Chandman wrote: We recently switched from use of workgroup to domain after we got the server and couple of problems seem to be rising, which I need some help on.
If your networking has a windows xp home edition, you won't be able to join your computer to domain controller. Only windows xp professional edition that could join to domain controller.
Chandman wrote: 1. Accessing people's shared folders became slower - sometimes up to a minute. Sometimes it goes really smooth
In my opinion, this issue relate to name resolution process. Name resolution process is translation from a computer name to an IP address. Our computer name are contact to each other via ip address. There are many step of name resolution process work: DNS cache, host file, DNS, NetBIOS cache, WINS, NetBios broad cast, lmhost file . You said that accessing to the other resource on your network sometime slow and sometime fast. This relate to name resolution process which fall in NetBios broadcast section which your computer boradcast its signal to find a computer with a specific IP address to connect to. From here, i want to ask you a question, does your network have a DNS server? DNS server is the server that use to store a DNS name with IP address of each computer. If you do not have DNS server, then you should edit the host file on each computer to point to a specific name and IP address. The host file is locate in %systemroot%\system32\drivers\etc\hostfile this file is open with notepad. Try to read its explaination in the file and add the record in it. If you afraid that it might impact to system, you can copy its original file to another location. Manually do this to all computer or copy and paste it via a diskette to the other computer.
Chandman wrote: I think getting a router might solve this problem but we never had this problem before we installed the server on one of our computers
Why you use a router in your networking environment? Router is a device that connect from LAN to LAN which has a difference network ID or connect from LAN to WAN (usually internet). By default router device never allow broadcast signal access through it. If you have DHCP serve and DHCP client and have router in the middle, your DHCP client won't be able to obtain an ip address from the your DHCP server. Because DHCP client will broadcast its signal to find DHCP server when its need to obtain an IP address. To solve this problem, you should use DHCP relay agent device which put in the middle of router and your DHCP client. But in your case, you use a modem as a DHCP server, so i'm not sure too.
Chandman wrote: 2. In our TCP/IP config we have our modem as "Preferred DNS" and our ISP DNS as "Alternate DNS". I am not sure if this is the way it should be. Seems like our Server is running DNS too. I don't know if I can disable it - though non of our computers are configured to look for DNS in the server (our local E510).

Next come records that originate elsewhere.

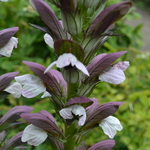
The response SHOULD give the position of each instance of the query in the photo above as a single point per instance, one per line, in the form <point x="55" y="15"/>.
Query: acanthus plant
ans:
<point x="76" y="40"/>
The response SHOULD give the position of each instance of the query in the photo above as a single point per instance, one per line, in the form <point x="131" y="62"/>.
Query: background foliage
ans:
<point x="134" y="91"/>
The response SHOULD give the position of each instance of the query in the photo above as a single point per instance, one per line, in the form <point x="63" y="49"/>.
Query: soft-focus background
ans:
<point x="134" y="91"/>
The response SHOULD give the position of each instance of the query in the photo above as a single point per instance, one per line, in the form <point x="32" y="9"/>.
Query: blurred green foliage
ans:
<point x="143" y="4"/>
<point x="134" y="114"/>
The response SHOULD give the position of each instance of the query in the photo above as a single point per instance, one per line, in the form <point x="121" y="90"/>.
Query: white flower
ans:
<point x="7" y="49"/>
<point x="15" y="89"/>
<point x="110" y="125"/>
<point x="48" y="40"/>
<point x="46" y="94"/>
<point x="68" y="59"/>
<point x="32" y="85"/>
<point x="74" y="110"/>
<point x="33" y="135"/>
<point x="115" y="74"/>
<point x="27" y="85"/>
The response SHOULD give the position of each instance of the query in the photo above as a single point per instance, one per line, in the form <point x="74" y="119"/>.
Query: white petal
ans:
<point x="33" y="135"/>
<point x="15" y="89"/>
<point x="81" y="67"/>
<point x="32" y="90"/>
<point x="50" y="66"/>
<point x="48" y="40"/>
<point x="28" y="79"/>
<point x="66" y="60"/>
<point x="113" y="76"/>
<point x="110" y="125"/>
<point x="7" y="49"/>
<point x="46" y="94"/>
<point x="66" y="113"/>
<point x="122" y="65"/>
<point x="77" y="110"/>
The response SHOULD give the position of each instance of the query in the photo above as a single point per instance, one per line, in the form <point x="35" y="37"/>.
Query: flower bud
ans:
<point x="71" y="74"/>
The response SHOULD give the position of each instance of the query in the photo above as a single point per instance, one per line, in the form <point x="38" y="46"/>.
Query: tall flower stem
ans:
<point x="70" y="130"/>
<point x="70" y="135"/>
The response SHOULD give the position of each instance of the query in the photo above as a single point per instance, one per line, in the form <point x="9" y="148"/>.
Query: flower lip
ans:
<point x="34" y="135"/>
<point x="68" y="59"/>
<point x="110" y="125"/>
<point x="74" y="112"/>
<point x="8" y="48"/>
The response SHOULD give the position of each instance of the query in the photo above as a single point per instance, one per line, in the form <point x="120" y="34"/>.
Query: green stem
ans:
<point x="70" y="134"/>
<point x="71" y="130"/>
<point x="72" y="89"/>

I'm not sure about this stage. How about using your ISP DNS as a primary DNS? DNS just help you in name resolution process, if you have DNS it is easy for your client in the network to access the resource in a local network and access to internet.
Chandman wrote: 3. When a domain user wants to log on to the their computer it asks if they want to lon on to the the local computer or the domain. I was just wondering what's the difference?

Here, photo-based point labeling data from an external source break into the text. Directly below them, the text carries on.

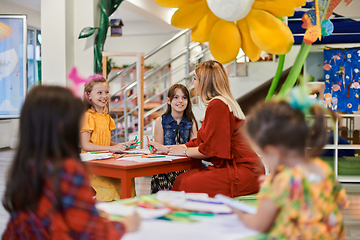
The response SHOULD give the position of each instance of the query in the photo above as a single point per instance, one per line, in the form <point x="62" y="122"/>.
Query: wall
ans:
<point x="33" y="17"/>
<point x="139" y="37"/>
<point x="9" y="128"/>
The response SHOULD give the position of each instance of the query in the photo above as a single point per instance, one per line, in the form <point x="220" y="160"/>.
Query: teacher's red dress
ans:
<point x="236" y="167"/>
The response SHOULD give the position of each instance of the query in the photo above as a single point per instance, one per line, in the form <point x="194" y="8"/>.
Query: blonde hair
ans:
<point x="214" y="84"/>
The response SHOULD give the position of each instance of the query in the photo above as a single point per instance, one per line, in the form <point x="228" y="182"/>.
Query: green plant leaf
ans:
<point x="87" y="32"/>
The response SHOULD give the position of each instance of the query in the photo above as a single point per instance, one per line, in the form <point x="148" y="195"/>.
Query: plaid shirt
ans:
<point x="79" y="219"/>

You have this option when you join your computer to a domain controller. Generally, for a stand a lone computer which is not connect to a network, when you log on to your computer your user name and password will authenticate with SAM database. If your type the correct user name and password, then you will grant to access the computer to gain the resource on that computer.

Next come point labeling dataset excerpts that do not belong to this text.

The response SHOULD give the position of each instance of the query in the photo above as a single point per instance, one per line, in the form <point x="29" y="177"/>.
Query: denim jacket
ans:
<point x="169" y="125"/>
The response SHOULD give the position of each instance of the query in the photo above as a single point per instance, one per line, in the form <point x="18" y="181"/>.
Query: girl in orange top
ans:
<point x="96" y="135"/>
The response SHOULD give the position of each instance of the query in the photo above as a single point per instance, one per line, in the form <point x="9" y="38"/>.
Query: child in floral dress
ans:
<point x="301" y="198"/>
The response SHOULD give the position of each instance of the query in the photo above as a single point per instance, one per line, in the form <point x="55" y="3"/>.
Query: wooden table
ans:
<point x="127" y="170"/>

The difference between log on locally and log on to the network is the scope of accessing the resource on the local computer or on the network. If you are log on locally, you will be able to access the resource on your computer only because the user name and password is authenticat with a local SAM database. User document, profile, permission will apply on those specific computer. And network administrator will be difficult to manage resource and maintenance a network environment too. To log on to a domain, your user name and password will authenticate with SAM on the domain controller. User can access the resource on the server and network administrator also eash to manage a network from a central location. With client/server infrastructure, network administrator could be able to create a romaing profile, home folder, folder redirection, sharing resource... from the central with less administrative support.
Is this help you from your problem?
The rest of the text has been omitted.